FNB could face a R50m lawsuit for allegedly discriminating against its black customers by charging them too high interest rates on Saambou home loans.

The Sunday Tribune reports that financial investigator Emerald van Zyl who is threatening to take action, says the bank has failed to apologise.

However, FNB said the claims were false, callous and irresponsible.

The majority of Saambou bondholders were civil servants in the low-income housing category, who were targeted for home loans by Saambou between 1989 and 1993.

The overcharging is related to the period from 1990 to 1999 and it occurred because Saambou calculated interest monthly in arrears before it became a bank in 1990.

This was in contravention of the directives of Usury Act of 73 of 1968, to allow banks to recover a monthly admin fee of R5 (VAT excluded) and that the maximum interest rate as published in the Government Gazette from time to time would be 2% lower on mortgage loans.

Saambou failed to correct its calculation until 1999.

Saambou Bank collapsed and was placed under curatorship when FNB acquired its home loan books in February 2002.

In a letter issued to First Rand CEO Alan Pullinger in January, Van Zyl said that from January 1999, the interest rates were periodically increased up to 3.75% per mortgage loan which means that poor black people with low-cost housing were paying up to 40% more on their monthly instalments.

‘Due to this prohibited conduct, I assisted 179 in stopping the sale in execution of their homes for the reason that these poor black homeowners could not afford these inflated instalments due to inflated interest rates,’ said Van Zyl.

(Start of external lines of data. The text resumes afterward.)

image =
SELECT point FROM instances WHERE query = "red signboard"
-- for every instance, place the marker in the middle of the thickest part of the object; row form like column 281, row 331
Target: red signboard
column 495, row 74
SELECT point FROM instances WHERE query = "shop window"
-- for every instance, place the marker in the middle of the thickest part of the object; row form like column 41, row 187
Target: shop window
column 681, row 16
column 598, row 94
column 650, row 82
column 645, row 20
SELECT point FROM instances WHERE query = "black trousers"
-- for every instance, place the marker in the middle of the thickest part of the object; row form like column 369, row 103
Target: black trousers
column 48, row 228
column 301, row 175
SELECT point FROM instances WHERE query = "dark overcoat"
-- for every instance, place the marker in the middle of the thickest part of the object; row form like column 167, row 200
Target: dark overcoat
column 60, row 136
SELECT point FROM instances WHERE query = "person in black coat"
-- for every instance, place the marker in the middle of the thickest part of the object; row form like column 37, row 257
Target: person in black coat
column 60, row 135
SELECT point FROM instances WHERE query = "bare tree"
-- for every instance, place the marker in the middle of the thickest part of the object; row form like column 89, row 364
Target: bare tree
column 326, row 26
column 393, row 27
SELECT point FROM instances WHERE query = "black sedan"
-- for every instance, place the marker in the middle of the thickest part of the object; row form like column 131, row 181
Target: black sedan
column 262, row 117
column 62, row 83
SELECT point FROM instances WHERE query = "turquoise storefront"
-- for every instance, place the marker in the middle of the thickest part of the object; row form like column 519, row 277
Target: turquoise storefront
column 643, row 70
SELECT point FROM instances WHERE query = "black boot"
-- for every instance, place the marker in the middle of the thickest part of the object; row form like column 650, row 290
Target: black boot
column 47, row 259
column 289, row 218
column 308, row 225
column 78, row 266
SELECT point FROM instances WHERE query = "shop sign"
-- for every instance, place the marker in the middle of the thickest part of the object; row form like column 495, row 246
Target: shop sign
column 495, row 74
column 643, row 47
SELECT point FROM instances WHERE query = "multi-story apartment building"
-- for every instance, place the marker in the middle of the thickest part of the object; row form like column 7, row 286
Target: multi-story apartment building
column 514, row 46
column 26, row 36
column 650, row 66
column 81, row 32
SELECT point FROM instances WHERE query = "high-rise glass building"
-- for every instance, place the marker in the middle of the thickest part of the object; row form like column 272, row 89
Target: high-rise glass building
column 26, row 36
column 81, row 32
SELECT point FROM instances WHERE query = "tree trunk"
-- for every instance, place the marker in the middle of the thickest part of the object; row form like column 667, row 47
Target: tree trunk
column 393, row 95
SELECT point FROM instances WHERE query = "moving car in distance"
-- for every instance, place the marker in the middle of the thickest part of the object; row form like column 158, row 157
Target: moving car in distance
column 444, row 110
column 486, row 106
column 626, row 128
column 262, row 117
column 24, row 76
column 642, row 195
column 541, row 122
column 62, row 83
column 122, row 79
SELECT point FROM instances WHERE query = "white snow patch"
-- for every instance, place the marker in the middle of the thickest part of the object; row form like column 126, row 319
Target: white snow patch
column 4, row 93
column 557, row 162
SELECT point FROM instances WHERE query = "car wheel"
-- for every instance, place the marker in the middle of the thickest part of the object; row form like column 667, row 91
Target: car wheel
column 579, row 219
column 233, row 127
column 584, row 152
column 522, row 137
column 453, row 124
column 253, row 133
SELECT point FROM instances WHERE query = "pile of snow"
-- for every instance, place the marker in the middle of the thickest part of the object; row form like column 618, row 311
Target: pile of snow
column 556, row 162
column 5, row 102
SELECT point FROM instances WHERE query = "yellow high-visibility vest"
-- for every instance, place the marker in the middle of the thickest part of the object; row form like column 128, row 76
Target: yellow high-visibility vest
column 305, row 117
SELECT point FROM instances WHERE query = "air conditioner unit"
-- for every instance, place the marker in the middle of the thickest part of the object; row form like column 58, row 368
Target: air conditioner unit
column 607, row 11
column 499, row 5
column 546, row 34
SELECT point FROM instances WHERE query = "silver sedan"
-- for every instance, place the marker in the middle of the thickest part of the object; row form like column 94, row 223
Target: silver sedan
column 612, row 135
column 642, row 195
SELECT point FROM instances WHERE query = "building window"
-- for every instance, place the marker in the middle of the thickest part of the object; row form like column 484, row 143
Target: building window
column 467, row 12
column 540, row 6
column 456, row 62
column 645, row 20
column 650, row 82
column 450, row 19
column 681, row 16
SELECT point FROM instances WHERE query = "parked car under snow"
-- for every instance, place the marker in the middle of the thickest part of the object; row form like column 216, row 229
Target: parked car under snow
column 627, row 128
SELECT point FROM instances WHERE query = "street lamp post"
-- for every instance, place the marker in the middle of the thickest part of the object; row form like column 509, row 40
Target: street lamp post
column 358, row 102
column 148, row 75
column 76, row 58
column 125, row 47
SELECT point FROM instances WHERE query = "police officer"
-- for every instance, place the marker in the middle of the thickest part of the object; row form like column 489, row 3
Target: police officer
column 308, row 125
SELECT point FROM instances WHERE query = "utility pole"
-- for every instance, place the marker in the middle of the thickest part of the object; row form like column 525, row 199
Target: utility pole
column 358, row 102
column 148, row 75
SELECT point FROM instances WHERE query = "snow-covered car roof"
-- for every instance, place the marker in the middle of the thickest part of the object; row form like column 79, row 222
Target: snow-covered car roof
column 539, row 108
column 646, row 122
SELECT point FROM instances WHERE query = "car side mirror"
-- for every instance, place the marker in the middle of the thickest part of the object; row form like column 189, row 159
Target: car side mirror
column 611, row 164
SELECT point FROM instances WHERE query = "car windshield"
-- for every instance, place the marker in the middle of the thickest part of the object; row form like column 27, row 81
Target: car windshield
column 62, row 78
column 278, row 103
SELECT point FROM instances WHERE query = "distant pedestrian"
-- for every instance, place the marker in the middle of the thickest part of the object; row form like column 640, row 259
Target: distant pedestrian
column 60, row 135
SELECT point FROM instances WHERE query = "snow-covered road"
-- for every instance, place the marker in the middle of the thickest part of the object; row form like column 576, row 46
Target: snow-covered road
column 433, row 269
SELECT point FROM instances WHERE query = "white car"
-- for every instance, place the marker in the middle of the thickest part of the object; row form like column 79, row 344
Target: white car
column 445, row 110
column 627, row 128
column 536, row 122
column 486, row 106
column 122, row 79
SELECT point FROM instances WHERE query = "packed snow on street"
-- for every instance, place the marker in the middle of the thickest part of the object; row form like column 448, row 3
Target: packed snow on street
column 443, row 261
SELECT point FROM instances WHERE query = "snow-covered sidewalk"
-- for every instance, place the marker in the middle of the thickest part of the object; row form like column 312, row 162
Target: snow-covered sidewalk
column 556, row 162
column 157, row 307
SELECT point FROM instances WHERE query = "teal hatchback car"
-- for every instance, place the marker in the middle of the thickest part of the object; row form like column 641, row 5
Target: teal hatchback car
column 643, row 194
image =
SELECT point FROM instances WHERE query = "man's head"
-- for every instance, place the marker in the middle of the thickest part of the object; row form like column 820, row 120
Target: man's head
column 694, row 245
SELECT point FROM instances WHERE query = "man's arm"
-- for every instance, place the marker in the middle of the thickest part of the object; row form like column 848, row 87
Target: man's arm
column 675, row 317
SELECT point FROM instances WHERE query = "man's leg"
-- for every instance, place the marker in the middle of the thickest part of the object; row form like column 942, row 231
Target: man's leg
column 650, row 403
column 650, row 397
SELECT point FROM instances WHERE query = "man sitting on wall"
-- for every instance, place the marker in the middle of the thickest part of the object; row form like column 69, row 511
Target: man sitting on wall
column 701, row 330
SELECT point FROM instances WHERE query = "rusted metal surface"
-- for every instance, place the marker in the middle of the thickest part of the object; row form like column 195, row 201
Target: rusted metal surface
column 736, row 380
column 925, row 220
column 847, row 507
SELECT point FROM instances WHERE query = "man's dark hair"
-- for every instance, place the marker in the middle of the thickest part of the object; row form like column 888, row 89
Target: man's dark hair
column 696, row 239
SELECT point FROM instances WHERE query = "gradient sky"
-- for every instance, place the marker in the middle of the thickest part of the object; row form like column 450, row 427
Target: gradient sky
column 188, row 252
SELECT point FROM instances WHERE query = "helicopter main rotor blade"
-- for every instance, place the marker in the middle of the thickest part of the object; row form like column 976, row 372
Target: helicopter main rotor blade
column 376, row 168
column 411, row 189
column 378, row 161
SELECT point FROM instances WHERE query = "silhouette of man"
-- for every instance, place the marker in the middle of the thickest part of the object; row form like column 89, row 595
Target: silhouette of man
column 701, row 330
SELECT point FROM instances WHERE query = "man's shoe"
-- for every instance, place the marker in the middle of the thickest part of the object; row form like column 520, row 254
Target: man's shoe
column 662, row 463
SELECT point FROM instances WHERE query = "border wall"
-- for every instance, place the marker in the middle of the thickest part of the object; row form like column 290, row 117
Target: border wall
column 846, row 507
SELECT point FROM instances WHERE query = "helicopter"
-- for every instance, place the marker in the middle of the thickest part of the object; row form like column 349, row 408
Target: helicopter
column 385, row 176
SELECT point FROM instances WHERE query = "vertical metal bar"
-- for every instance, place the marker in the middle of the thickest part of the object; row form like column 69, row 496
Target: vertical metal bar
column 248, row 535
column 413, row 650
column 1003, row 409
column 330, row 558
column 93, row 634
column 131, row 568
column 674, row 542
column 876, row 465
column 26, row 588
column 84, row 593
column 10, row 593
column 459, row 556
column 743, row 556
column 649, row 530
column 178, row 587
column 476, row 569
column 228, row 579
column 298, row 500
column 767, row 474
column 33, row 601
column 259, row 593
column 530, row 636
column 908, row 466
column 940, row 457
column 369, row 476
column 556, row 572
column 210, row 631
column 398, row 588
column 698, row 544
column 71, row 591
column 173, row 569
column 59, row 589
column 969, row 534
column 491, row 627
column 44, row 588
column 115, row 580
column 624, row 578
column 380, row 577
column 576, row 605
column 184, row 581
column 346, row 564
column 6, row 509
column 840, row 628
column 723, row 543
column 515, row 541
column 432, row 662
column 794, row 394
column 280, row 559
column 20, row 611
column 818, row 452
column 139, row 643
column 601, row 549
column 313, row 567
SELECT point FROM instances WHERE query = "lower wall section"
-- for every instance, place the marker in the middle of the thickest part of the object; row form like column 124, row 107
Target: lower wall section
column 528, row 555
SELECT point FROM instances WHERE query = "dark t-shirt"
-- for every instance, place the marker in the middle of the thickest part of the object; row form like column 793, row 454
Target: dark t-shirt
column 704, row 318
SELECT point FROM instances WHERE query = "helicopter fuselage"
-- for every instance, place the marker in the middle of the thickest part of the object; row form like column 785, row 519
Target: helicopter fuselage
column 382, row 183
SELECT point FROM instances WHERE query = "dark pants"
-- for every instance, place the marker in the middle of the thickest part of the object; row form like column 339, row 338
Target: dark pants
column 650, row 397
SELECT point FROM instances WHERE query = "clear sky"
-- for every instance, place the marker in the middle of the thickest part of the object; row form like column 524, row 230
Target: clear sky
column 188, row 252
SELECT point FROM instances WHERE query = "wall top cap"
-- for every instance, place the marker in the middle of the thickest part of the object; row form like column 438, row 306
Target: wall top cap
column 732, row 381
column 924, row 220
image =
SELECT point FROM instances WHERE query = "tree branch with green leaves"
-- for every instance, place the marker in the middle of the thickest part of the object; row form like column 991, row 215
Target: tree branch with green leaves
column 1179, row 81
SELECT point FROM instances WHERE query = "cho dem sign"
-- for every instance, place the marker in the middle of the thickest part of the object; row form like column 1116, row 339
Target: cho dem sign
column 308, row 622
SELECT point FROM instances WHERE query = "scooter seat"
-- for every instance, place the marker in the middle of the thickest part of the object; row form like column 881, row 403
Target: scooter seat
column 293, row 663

The Sunday Tribune reports that he said FNB also admitted that he was correct that the calculation of interest in advance was against the directives of the Usury Act, Act 73 of 1968, and said that all Saambou Bank mortgage loans would be recalculated.

Van Zyl said FNB announced in June 2006 that it would refund R154m to prejudice Saambou mortgage clients due to the wrong interest methodology.

He said the correctness of these calculations was disputed by himself and forensic auditor Greg Johnson.

Van Zyl said he re-calculated 6000 mortgage accounts, and 3 000 summonses to the value of R200m were served on FNB in the Gauteng High Court (Pretoria).

He claims he was poisoned with arsenic on the eve of the hearing in 2013.